About Mount Sinai School of Medicine
Located in Manhattan, Mount Sinai School of Medicine (MSSM) is internationally recognized for ground-breaking clinical and basic-science research, and innovative approaches to medical education. Through the Mount Sinai Graduate School of Biological Sciences, Mount Sinai trains biomedical researchers with an emphasis on the rapid translation of discoveries of basic research into new health science related products. For example, there are 18 products on the market based on MSSM technology and there are seven products based on MSSM technology in clinical development. In addition, 11 companies have been founded based on MSSM technology.

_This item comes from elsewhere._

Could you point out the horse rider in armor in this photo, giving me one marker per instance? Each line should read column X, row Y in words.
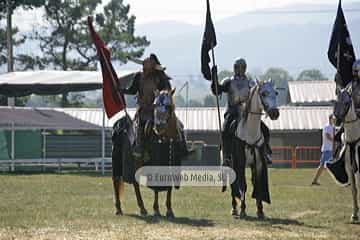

Further indication of Mount Sinai’s leadership in scientific investigation is its receipt during fiscal year 2009 of $252 million in grant funding. Mount Sinai now ranks 18th among the nation’s medical schools in receipt of research support from the National Institutes of Health (NIH.) Mount Sinai School of Medicine also is known for unique educational programs such as the Humanities in Medicine program, which creates opportunities for liberal arts students to pursue medical school. Long dedicated to improving its community, the School extends its boundaries to work with East Harlem and surrounding communities to provide access to health care and educational programs to at risk populations.